FPGAs may be used to implement large systems that include millions of gates and megabits of embedded memory. Today, FPGAs may utilize fracturable logic cells. Fracturable logic cells include a variety of look-up table (LUT)-based resources that can be used to implement a single adaptive LUT having a first number of inputs or be divided between a plurality of adaptive LUTs having the same or a different number of inputs. Each fracturable logic cell may be used to implement more than one function. Compared to traditional logic cells that may only implement a single function, fracturable logic cells provide designers with more flexibility and more opportunities to maximize the utilization of resources on FPGAs.

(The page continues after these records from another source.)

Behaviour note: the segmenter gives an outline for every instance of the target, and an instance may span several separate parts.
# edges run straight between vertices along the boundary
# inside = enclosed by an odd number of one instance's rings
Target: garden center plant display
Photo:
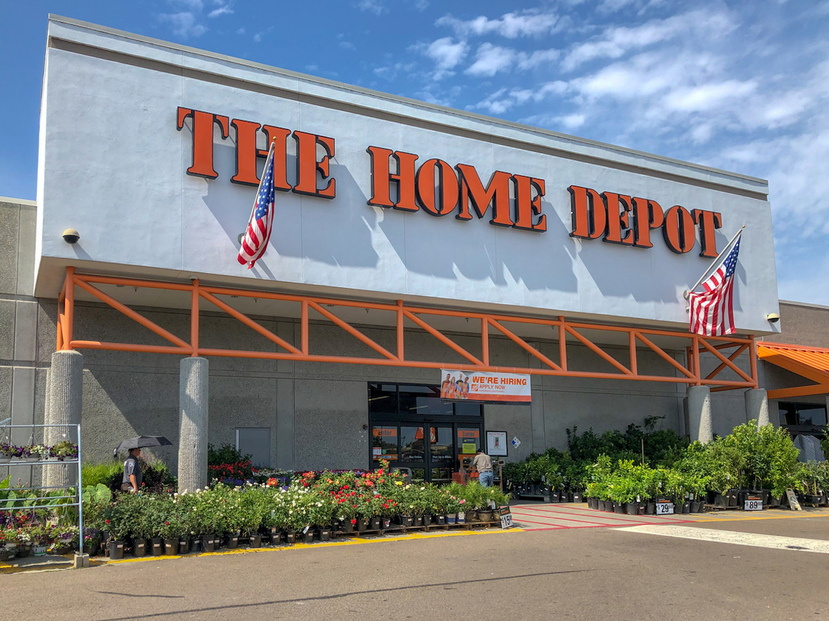
[[[706,503],[742,506],[741,494],[775,506],[788,489],[807,504],[827,504],[829,464],[798,462],[785,430],[752,421],[708,444],[689,445],[674,431],[654,431],[657,420],[624,433],[590,430],[579,436],[568,430],[567,451],[550,449],[507,465],[505,478],[519,495],[543,493],[555,501],[585,490],[591,508],[631,514],[653,513],[657,500],[671,502],[676,513],[701,511]]]
[[[109,533],[111,555],[124,547],[139,556],[147,550],[175,554],[193,550],[194,542],[211,551],[242,542],[258,546],[263,536],[271,543],[326,541],[338,532],[449,524],[458,514],[489,522],[492,507],[508,503],[499,489],[478,483],[407,484],[402,473],[388,468],[385,462],[374,472],[306,472],[288,485],[272,478],[173,493],[120,493],[111,502],[90,498],[86,524]],[[476,515],[466,515],[472,512]]]

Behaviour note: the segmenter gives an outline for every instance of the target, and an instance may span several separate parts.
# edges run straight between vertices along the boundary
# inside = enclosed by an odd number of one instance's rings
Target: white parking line
[[[645,535],[677,537],[682,539],[696,539],[717,543],[734,543],[738,546],[754,546],[775,550],[789,550],[798,552],[819,552],[829,554],[829,542],[822,539],[803,539],[797,537],[778,535],[758,535],[754,532],[717,531],[710,528],[691,528],[686,526],[633,526],[625,528],[611,528],[620,532],[640,532]]]

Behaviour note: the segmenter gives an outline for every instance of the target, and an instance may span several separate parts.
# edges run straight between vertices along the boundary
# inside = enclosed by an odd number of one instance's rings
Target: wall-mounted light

The process flow for implementing a system onto a target FPGA device includes performing synthesis, mapping, placement, and routing. Synthesis involves generating a logic design of the system to be implemented by a target device and mapping the logic design onto resources on the FPGA that will implement the logic design. Traditional mapping techniques map components in the logic design onto LUTs assuming that each LUT supports a fixed number of inputs. Although sufficient for traditional FPGA devices, these mapping techniques are not well suited for FPGAs implementing fracturable logic cells having adaptive LUTs that support more than a single number of inputs. By assuming that the adaptive LUTs support only a single number of inputs, these mapping techniques may create inefficient solutions by either generating too many unpackable adaptive LUTs that would waste resources or fail to fully take advantage of the functionality of the adaptive LUTs to implement functions with a higher number of inputs.
Thus what is needed is an effective method and apparatus for performing mapping onto FPGAs utilizing fracturable logic cells.